Ганс открыл глаза и вдруг понял, что он на вилле, а младший брат дома, в Питере… Ганс принюхался – запах ацетона был очень сильным и явно шел с улицы, из распахнутой форточки. Ганс опустил босые ноги на пол и подошел к окну. За окном лежал освещенный участок, было очень тихо. Ганс подумал: что за черт? Откуда эта вонь? Может, мудачки-строители чего разлили? Нет, не должно быть, днем не пахло.

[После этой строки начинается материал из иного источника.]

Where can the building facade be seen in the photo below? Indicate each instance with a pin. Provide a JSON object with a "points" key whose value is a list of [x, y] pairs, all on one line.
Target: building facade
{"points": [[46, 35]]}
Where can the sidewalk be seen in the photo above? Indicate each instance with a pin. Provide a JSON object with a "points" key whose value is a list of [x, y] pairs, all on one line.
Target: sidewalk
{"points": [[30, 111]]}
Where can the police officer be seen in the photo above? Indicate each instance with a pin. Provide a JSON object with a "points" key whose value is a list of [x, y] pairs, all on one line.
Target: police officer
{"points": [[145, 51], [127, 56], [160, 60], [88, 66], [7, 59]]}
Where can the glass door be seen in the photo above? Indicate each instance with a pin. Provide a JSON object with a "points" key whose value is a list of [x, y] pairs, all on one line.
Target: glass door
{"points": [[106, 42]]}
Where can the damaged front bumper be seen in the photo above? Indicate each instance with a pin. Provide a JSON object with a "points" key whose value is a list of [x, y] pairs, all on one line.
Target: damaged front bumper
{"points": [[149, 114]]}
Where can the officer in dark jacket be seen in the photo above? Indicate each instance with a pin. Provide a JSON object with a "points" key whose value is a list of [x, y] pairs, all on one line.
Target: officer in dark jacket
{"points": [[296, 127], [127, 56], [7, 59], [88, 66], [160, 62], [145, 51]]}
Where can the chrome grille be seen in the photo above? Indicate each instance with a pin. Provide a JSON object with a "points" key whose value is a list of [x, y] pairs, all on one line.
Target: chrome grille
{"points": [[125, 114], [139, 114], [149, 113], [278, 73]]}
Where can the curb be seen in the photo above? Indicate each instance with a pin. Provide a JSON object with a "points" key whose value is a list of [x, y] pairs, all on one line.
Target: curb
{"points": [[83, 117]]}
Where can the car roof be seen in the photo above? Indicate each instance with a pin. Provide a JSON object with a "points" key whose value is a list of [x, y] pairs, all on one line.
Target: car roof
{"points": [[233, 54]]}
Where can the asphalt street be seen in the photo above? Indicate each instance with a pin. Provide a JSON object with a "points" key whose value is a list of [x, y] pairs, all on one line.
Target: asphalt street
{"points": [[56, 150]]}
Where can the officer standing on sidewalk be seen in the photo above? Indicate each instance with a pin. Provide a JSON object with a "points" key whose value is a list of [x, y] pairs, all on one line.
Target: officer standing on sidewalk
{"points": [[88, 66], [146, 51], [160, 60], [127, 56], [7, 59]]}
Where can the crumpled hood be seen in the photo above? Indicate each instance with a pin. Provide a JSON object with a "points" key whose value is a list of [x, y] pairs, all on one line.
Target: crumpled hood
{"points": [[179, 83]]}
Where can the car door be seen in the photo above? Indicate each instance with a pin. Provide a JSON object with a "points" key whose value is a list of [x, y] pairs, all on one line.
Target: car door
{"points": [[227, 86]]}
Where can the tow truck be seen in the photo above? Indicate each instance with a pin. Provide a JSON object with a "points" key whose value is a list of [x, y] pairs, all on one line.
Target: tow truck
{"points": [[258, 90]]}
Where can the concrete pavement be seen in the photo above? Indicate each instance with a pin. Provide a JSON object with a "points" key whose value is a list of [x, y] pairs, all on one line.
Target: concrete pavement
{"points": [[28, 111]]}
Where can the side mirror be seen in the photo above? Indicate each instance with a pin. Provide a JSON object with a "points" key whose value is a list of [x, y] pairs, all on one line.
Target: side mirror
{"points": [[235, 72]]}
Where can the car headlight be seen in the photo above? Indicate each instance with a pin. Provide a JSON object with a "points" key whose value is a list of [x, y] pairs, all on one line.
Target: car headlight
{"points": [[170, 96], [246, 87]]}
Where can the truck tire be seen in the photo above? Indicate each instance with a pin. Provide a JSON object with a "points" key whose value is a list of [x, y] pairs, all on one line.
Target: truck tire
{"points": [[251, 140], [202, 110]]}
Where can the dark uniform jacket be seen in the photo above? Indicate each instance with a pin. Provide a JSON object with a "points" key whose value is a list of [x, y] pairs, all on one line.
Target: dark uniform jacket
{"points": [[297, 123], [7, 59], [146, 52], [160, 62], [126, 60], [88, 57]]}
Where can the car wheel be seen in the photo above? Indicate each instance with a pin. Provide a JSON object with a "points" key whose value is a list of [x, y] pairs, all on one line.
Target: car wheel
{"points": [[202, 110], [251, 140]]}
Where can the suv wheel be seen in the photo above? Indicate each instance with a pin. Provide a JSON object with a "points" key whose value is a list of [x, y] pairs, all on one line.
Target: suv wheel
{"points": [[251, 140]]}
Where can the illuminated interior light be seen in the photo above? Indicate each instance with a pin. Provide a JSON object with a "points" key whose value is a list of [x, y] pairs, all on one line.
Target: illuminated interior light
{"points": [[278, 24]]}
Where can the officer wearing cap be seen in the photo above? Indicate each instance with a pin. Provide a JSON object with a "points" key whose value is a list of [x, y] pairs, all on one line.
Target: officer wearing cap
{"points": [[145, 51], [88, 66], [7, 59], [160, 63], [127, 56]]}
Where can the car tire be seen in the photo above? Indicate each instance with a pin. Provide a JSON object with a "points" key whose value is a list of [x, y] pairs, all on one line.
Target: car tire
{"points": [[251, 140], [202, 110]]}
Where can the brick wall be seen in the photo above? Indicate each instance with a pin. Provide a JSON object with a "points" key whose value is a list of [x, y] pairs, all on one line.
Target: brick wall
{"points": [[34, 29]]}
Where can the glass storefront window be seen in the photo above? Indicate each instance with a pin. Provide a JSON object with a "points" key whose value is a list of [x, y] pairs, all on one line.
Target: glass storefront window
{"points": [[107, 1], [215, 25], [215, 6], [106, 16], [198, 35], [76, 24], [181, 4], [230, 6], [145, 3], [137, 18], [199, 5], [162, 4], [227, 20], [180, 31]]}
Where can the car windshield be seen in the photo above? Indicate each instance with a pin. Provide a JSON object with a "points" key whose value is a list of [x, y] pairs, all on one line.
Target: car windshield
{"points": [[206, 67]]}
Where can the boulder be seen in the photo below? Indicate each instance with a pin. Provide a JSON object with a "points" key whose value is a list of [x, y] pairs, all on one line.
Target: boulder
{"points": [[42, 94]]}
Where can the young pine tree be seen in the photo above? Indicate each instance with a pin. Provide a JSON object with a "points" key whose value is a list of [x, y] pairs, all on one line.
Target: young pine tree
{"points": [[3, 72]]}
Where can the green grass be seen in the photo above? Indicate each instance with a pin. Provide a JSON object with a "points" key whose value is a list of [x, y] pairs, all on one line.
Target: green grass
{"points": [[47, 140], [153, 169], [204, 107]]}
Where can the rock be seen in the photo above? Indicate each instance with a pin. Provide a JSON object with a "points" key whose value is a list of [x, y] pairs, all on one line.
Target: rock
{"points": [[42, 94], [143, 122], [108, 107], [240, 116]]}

В эту же секунду Ганс уловил какое-то движение… как будто бы тень от облачка скользнула… как будто бы ветер пошевелил траву. Ганс, напрягая зрение, всмотрелся – нечто большое и бесформенное медленно двигалось в траве… вдруг исчезло… Показалось? Да, наверно померещилось. Ага, а ацетоновый запах тоже показался? Ганс бесшумно отодвинулся от окна, натянул спортивный костюм и вытащил из-под подушки ТТ.
Гурон замер… ему показалось, что на него смотрят. Он знал, что почти невидим в своем лохматом камуфляже. А если не двигаться, то вовсе неразличим. Он замер и больше минуты сидел на корточках совершенно неподвижно… было очень тихо, и ничего не происходило, только в холодном ночном воздухе распространялся запах ацетона.
Гурон решил, что ошибся, что показалось – если бы засекли, то уже поднялась бы тревога – и медленно двинулся дальше, разматывая провода воспламенителей. Спустя минуту Гурон укрылся за поддоном с кирпичами, перевел дыхание и положил на траву "пульты"… оставалось немного подождать, пока растворитель из пробитых бутылок подвытечет и образует лужицы. Тогда он включит воспламенители, две стороны дома окажутся в огне и братки начнут выскакивать через дверь или окна двух других стен… прямо под выстрелы Гурона.